As persianas tamborilam nas calhas por onde correm, tocadas
pelo trote do vento, inquietas e temerosas de alguma tempestade que venha
tirá-las do sossego bonançoso em que vivem. Uma réstia de sol perfura o negro
das nuvens para desabar na humidade das paredes e reverberar, enchendo de luz o
campo de jogos e de esperança os jogadores que se batem com o ardor da sua
inocência culposa. O que escrevo é de tal modo exaltante que adormeci depois de
escrever a última frase, para acordar agora com uma dor no pescoço. Nem a mim o
meu verbo anima. Apesar das bolas continuarem a saltitar, a luz de há pouco
recolheu-se para que as paredes perdessem a reverberação que lhes dava alma e
embaciadas permanecessem na quietude que é a delas.
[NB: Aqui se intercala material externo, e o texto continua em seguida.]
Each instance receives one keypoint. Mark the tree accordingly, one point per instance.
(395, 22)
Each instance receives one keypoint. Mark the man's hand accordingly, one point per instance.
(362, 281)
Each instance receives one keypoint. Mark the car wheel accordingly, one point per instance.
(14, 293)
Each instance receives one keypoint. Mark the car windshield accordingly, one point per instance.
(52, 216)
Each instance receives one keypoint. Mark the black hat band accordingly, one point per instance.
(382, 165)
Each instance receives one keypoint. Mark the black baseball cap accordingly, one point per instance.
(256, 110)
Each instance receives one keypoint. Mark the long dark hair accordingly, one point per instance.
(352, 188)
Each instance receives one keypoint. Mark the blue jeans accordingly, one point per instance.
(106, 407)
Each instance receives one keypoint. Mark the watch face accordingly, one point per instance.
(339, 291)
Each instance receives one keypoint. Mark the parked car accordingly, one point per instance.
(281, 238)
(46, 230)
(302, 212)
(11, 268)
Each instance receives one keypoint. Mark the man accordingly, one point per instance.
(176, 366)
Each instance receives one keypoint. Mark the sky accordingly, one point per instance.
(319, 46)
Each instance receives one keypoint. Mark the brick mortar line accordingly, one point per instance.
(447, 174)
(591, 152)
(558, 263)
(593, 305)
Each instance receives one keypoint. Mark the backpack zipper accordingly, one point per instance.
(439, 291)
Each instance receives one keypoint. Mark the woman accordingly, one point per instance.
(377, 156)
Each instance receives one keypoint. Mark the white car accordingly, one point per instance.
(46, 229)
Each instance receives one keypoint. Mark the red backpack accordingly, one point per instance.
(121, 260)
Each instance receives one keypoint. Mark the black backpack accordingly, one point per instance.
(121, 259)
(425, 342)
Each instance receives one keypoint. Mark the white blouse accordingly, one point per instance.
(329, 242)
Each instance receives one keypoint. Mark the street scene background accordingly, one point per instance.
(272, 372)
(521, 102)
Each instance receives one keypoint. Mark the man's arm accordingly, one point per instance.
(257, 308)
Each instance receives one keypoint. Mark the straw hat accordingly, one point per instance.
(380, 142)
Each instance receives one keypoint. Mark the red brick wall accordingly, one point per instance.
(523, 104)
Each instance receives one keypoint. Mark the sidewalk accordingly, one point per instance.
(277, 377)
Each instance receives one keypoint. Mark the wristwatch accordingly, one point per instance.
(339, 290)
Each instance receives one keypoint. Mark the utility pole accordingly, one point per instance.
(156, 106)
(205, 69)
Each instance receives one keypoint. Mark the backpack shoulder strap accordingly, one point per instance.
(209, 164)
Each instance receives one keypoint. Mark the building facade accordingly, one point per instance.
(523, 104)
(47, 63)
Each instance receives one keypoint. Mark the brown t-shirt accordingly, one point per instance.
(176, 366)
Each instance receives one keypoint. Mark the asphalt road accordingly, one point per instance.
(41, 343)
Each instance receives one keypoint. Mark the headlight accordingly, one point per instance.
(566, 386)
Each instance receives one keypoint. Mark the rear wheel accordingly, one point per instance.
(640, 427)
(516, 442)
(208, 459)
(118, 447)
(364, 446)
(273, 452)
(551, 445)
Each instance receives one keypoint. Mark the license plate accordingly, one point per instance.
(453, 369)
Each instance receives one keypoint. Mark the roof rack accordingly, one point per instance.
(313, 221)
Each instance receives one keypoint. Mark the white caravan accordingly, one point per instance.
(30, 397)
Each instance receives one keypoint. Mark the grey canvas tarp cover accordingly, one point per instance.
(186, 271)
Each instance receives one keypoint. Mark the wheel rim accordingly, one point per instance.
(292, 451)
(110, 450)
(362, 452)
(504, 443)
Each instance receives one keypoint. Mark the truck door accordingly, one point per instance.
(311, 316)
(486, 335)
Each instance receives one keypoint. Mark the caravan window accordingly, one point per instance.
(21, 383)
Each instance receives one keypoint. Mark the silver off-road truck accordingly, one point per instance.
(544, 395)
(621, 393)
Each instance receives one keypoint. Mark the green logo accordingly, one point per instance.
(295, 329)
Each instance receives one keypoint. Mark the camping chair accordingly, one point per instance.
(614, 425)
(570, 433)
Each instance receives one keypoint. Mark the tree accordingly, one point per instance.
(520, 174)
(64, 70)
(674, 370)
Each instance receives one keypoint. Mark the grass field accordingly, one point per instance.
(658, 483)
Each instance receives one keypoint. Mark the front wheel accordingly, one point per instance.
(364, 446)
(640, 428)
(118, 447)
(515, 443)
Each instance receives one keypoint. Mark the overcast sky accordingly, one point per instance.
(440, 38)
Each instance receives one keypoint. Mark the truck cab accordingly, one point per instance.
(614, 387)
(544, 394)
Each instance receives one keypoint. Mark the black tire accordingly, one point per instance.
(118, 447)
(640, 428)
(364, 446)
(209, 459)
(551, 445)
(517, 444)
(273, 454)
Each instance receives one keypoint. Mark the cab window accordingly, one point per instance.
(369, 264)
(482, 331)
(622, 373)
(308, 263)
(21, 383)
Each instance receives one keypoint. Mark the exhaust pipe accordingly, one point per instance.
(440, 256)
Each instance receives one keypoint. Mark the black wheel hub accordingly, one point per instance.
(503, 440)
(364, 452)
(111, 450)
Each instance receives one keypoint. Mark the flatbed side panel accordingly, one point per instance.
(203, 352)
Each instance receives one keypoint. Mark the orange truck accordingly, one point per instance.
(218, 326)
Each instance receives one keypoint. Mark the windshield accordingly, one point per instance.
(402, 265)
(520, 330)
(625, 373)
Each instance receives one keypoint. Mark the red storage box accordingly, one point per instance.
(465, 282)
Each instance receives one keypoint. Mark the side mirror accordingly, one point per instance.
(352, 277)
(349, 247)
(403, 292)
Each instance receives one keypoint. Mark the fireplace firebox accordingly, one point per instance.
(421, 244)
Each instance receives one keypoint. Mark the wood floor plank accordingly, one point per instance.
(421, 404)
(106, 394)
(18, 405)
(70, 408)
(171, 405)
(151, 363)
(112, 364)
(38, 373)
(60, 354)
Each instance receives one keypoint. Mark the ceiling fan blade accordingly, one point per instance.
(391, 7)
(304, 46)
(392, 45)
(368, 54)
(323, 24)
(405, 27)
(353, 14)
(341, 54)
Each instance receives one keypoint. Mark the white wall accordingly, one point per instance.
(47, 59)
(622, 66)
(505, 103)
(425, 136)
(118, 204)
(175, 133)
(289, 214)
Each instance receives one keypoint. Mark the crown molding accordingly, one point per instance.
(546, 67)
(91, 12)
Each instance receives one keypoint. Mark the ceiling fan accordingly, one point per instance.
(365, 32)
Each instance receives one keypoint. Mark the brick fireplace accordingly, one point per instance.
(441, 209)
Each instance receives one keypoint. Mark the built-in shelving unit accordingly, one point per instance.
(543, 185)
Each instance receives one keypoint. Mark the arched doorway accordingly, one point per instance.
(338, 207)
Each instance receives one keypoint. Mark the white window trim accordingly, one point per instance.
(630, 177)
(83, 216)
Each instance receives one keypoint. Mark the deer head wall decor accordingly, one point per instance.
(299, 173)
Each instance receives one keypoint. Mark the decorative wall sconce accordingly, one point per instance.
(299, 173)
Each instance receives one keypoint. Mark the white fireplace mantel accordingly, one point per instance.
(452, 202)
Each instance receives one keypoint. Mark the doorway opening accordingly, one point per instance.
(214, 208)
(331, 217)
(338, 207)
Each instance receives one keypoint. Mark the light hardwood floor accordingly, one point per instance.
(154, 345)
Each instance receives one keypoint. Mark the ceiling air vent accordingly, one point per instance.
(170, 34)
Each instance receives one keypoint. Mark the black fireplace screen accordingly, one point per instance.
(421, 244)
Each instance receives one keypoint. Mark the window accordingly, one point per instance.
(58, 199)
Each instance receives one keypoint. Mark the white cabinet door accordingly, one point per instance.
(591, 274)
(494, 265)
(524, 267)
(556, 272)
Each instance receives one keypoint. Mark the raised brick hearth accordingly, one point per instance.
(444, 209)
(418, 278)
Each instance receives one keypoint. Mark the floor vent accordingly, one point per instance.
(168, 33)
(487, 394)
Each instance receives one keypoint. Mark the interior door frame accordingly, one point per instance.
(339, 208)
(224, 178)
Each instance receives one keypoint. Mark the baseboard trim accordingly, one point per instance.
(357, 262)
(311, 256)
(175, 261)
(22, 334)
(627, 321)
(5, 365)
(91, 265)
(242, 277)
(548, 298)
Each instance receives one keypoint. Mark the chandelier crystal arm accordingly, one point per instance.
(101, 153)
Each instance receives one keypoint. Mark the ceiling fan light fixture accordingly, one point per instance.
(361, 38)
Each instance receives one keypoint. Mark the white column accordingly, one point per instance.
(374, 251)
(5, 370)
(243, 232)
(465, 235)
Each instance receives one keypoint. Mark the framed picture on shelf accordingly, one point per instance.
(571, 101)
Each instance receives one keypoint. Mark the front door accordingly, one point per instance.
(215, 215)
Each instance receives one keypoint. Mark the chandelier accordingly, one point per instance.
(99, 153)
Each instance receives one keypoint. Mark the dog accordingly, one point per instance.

Com um tema destes não
admira que adormeça de novo antes de dar por terminado este texto. Pessoas há
que têm muito para contar, as suas vidas são aventurosas e elas heroínas que
hão-de permanecer na memória dos vindouros, mas eu quanto mais vivo menos
tenho para dizer, apesar do palavrório que me ataca aqui ou ali. O mundo é
feito destas incongruências e se não é o mundo, sou eu. A palavra incongruência
brilhou dentro de mim e, por instantes, entrevejo a verdade do que sou. Tocaram
à campainha. Levanto-me e vou espreitar. Não era ninguém ou talvez fosse eu.